Long Tevenga, Malaysia, 2019. Udi with a male Argus pheasant. The beautiful feathers can be worth money.
Long Tevenga, Malaysia, 2016. Peng Megut and Tepeket Agan off for an early hunt. They are among the last remaining seminomadic Penans.

In 1894, British colonial official Chares Hose described the Penans, a nomadic hunter-gatherer people living in the headwaters of the rivers flowing through the ancient forests of the Kingdom of Sarawak — now known as Borneo. Hose described something the people of Europe hadn’t known for several millennia: a way of life predating the advent of agriculture.

“They are great hunters, being able to move through the jungle without making the slightest noise, and have a name for the slightest living thing, which name is known even by the small boys,” Hose wrote, his admiration betraying a propensity to underestimate the people of a culture far older than he dared dream. “They are wonderfully expert in the use of the blowpipe, shooting their poisoned arrows with such precision that is must be said they seldom miss even the smallest subject aimed at.”

Hose’s awe would have been better reserved for the ability of the Penans to collectively resist the concentrated effort of the government to destroy their way of life, most recently when loggers set forth in the 1980s to invade their territory in the name of profit.

Determined to protect their age-old way of life, the Penans developed non-violent civil disobedience in conjunction with a Swiss born environmentalist named Bruno Manser, who was searching for a way of life without money. In the year 2000, Manser disappeared without a trace, and the remaining nomadic groups finally settled on the land in an effort to protect their last forests from loggers. 

Long Tevenga, Malaysia, 2016. Peng and son Ulen at the foot of a strangler fig.

In 2014, Swiss photographer Tomas Wüthrich began visiting the Prnanas, spending six months at a time with a group lead by Headman Peng Megut, who still practice foraging today. Despite the fact that they live in land that has been logged and degraded, they still have maintained a largely intact rainforest, with the police going so far as to protect them from the Lee Ling timber company in 2018.

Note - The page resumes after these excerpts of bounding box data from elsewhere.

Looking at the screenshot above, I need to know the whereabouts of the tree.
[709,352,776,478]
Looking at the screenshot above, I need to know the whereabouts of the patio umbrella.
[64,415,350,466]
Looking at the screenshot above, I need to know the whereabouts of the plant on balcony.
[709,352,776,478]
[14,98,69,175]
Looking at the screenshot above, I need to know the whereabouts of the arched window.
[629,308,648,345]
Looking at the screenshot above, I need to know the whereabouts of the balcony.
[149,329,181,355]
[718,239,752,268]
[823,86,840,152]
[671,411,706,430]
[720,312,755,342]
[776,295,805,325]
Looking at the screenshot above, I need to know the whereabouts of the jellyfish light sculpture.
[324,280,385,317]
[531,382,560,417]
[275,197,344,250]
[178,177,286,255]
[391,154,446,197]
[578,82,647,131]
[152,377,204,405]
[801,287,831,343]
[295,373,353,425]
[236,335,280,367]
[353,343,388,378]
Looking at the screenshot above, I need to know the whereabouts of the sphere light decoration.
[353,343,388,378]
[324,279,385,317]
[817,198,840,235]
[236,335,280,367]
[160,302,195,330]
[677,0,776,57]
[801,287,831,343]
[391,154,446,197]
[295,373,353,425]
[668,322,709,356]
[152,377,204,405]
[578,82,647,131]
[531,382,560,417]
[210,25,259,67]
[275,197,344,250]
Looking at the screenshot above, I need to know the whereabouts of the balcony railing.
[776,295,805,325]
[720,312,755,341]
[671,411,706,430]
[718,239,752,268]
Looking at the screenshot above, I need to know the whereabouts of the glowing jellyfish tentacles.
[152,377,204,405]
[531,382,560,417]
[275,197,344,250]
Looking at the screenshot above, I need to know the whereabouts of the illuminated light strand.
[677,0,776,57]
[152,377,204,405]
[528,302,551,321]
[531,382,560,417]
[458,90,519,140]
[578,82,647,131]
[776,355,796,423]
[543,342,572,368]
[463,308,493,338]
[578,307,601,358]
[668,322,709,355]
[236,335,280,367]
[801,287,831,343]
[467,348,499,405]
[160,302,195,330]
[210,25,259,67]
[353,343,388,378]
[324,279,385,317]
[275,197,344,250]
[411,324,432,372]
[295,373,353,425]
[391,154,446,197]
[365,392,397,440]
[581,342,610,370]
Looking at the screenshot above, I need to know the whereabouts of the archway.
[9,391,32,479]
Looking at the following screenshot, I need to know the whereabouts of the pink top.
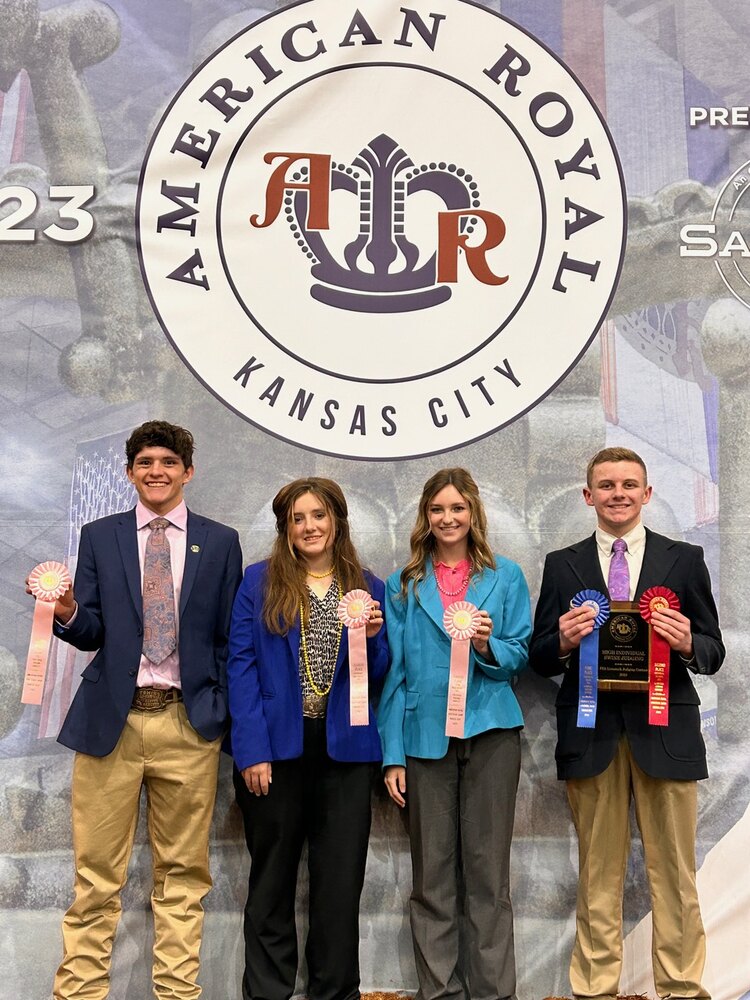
[135,500,187,688]
[434,559,471,610]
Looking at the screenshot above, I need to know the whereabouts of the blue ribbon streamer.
[570,590,609,729]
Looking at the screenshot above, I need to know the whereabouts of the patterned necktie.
[607,538,630,601]
[143,517,177,663]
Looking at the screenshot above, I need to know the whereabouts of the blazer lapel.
[115,509,143,622]
[417,561,448,639]
[180,511,207,615]
[635,528,679,601]
[466,569,498,608]
[568,535,609,599]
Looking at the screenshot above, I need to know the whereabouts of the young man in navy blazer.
[530,448,724,1000]
[48,420,242,1000]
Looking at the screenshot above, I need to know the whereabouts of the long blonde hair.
[401,468,495,600]
[263,476,367,635]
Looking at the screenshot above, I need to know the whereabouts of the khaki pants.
[53,702,221,1000]
[567,736,709,998]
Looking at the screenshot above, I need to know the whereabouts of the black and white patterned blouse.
[299,577,341,718]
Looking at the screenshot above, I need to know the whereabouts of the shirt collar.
[135,500,187,531]
[433,559,471,573]
[596,521,646,559]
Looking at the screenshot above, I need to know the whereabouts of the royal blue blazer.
[378,556,531,767]
[227,562,389,771]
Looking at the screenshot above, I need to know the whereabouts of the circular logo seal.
[607,615,638,642]
[137,0,626,460]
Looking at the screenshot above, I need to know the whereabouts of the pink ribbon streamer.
[21,562,72,705]
[336,590,372,726]
[443,601,480,739]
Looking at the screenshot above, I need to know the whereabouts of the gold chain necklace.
[299,573,344,698]
[307,566,333,580]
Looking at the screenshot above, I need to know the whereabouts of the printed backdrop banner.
[0,0,750,1000]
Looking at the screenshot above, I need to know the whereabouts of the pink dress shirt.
[434,559,471,610]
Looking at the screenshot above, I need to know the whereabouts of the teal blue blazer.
[378,556,531,767]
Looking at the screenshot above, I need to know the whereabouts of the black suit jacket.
[529,529,724,780]
[54,510,242,757]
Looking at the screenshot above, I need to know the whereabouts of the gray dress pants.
[406,729,521,1000]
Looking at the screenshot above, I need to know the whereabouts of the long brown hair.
[263,476,367,635]
[401,468,495,600]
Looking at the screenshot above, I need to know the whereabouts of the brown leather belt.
[132,688,182,712]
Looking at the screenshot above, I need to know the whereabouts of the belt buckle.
[133,688,173,712]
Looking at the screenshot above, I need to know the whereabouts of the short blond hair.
[586,448,648,489]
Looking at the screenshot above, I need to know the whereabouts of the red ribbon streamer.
[638,587,680,726]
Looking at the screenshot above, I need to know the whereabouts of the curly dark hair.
[125,420,195,469]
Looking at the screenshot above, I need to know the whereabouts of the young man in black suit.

In the new book, Doomed Paradise (Scheidegger and Spiess), Wüthrich beings together the work he has made over the past decade documenting the last of the Penan nomads along with a selection of their myths organized by linguist Ian B.G. Mackenzie, which are published here for the first time.

The book has been designed with the Penan in mind: it is printed on moisture-resistant paper made from limestone so that it will be durable in the Borneo rainforest. What’s more to create Rockpaper no tree was felled and no drinking water consumed — offering a vital lesson in the use of technology to us all.

Doomed Paradise is a stunning portrait of the people and their disappearing way of life that takes great measures to bring together a small community with a world it would never otherwise meet. There is an honesty and a truth that pervades the world, evident in an early photograph of a pair of well worn feet standing proudly on the jungle floor that later appear with the caption, “’We don’t want roads or cars,’ says Peng. ‘Our feet are our cars, and they take us up mountains and across rivers.’”

As we accompany Wüthrich in his travels with the Penan, a powerful truth makes itself clear. The ancient way of life, in which people lived off the earth for thousands of years, created balance and harmony between wo/man and the environment. It is more honest, authentic, and exact — fueled by need rather than illusion or want.

This way of life, in which ecology operated as intended, may be disappearing but it’s hard to ignore the thought that after climate change does it’s worst, we’ll be back here once more, albeit perhaps without the wisdom and guidance of those who know how to survive without the comforts of modern life.

Long Tevenga, Malaysia, 2018. Peng Megut and son Ulen at the blockade they have erected against the loggers.
Long Tevenga, Malaysia, 2016. Méri Peng and her daughter Yonani in their forest home.
Ba Taha, Malaysia 2014. Telephone calls are impossible, but videos, photos, and music are frequently exchanged.